The initial state of the Game Data returned from the Robot code is non-deterministic. Before the data for the current match is sent the data returned will depend on what data is currently stored in the DS. This may be data from the last match, data from testing using the text box in the DS, or empty. If the data is empty, an empty (not NULL) string is returned. It is recommended to read the data as described above (and check string length if polling in Disabled) to avoid acting on incorrect data.

The Data

Data regarding plate assignment is provided to each robot based on their alliance. In other words, the Blue alliance will receive data corresponding to the location of the Blue plates and the Red alliance will receive data corresponding to the location of the Red plates. The data is referenced from the perspective of the Drive Team looking out from their Player Station. The data consists of three characters, each 'L' or 'R', representing the location (Left or Right) of the Alliance's plate on each element, starting with the element closest to the Alliance.

Example

Red Alliance: "LRL"

Blue Alliance: "LRL"

Example 2

Red Alliance: "RRR"

Blue Alliance: "RRR"

LabVIEW

The Game Data in LabVIEW is accessed from the Game Specific Data VI. This VI can be found in the WPI Robotics Library -> Driver Station palette.

The most obvious location to query the Game Data in LabVIEW is at the beginning of the Autonomous Independent VI. You can use this information either in addition to, or in place of the "Auto Selector" code that is already present in the default template.

In the example below, the String Subset VI (from the String palette) is used to grab just the first character (the direction of the Switch). This information is then used with a Case Structure (make sure to rename the cases appropriately) inside the existing Auto Selector case structure. This construct allows for Left and Right versions of multiple auto routines (e.g. Switch, Scale, Drive, etc.). The example shows the "L" case of the inner structure.

C++

The Game Data in C++ is accessed using the GetGameSpecificMessage method in the DriverStation class. If you are using the Iterative or Timed Robot classes (or Command Based, which is based on one of those) you can query the Game Data in the AutonomousInit() method. If you are using SimpleRobot, you can query it at the beginning of your Autonomous() method.

The example below grabs the first character (the direction of the Switch) and uses an if statement with a comparison to the 'L' character to determine what code to run.
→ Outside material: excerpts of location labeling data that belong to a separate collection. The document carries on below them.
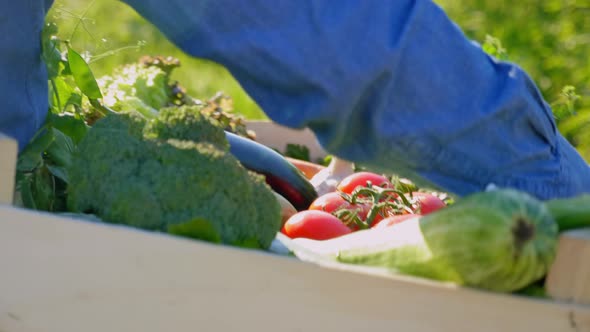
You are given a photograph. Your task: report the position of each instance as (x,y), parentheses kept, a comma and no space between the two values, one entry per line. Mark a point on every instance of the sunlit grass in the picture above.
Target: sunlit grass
(115,34)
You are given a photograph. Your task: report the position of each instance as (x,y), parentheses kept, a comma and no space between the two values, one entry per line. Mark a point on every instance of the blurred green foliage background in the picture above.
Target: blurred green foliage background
(550,39)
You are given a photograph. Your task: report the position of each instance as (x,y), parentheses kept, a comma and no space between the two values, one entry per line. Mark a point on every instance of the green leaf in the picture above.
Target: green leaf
(83,75)
(68,124)
(251,243)
(24,186)
(61,92)
(60,151)
(58,172)
(198,228)
(51,53)
(297,151)
(43,190)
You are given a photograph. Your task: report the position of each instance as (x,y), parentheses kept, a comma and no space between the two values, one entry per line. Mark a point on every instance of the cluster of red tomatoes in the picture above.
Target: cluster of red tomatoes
(362,200)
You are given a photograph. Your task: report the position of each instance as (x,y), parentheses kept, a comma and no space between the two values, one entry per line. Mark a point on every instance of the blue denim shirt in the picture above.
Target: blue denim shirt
(389,84)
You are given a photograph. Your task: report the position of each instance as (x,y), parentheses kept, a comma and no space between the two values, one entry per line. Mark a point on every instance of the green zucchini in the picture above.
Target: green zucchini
(501,240)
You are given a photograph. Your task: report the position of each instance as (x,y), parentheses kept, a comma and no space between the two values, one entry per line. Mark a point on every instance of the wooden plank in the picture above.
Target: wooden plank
(277,136)
(67,275)
(8,155)
(569,277)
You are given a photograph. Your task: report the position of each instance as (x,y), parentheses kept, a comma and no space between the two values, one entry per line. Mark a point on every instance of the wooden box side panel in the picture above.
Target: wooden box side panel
(66,275)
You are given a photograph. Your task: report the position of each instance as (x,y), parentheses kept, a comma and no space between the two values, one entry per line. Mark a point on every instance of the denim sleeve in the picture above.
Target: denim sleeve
(390,84)
(23,79)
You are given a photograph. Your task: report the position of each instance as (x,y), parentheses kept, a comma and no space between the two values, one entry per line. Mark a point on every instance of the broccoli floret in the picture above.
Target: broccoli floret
(172,174)
(136,87)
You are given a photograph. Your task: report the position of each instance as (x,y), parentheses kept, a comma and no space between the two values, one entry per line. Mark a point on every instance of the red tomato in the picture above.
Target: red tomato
(360,179)
(428,203)
(329,202)
(392,220)
(333,202)
(314,224)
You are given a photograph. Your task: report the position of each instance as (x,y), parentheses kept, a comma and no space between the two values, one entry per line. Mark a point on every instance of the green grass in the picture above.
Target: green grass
(550,39)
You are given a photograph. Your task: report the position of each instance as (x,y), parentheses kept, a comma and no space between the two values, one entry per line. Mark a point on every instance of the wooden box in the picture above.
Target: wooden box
(59,274)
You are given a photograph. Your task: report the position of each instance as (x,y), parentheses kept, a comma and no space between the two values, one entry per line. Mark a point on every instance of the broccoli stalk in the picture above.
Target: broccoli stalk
(172,173)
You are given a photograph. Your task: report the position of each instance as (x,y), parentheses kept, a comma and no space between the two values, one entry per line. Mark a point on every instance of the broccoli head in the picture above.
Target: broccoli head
(172,173)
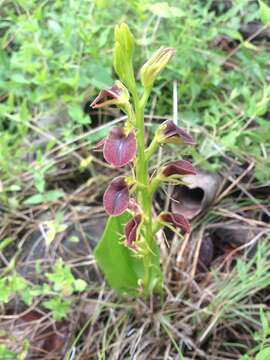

Similar concepts can be extrapolated to using a switch statement instead, or combing this comparison with other means of selecting auto modes such as a Sendable Chooser.

		std::string gameData;
		gameData = frc::DriverStation::GetInstance().GetGameSpecificMessage();
		if(gameData[0] == 'L')
		{
			//Put left auto code here
		} else {
			//Put right auto code here
		}

Java

The Game Data in Java is accessed using the getGameSpecificMessage method in the DriverStation class. If you are using the Iterative or Timed Robot classes (or Command Based, which is based on one of those) you can query the Game Data in the AutonomousInit() method. If you are using SimpleRobot, you can query it at the beginning of your Autonomous() method.

The example below grabs the first character (the direction of the Switch) and uses an if statement with a comparison to the 'L' character to determine what code to run. Similar concepts can be extrapolated to using a switch statement instead, or combing this comparison with other means of selecting auto modes such as a Sendable Chooser.

		String gameData;
		gameData = DriverStation.getInstance().getGameSpecificMessage();
		if(gameData.charAt(0) == 'L')
		{
			//Put left auto code here
		} else {
			//Put right auto code here
		}

Testing Game Specific Data

You can test your Game Specific Data code without FMS by using the Driver Station. Click on the Setup tab of the Driver Station, then enter the desired test string into the Game Data text field. Wait a few seconds to make sure the data has been transmitted to the robot, then Enable the robot in Autonomous mode.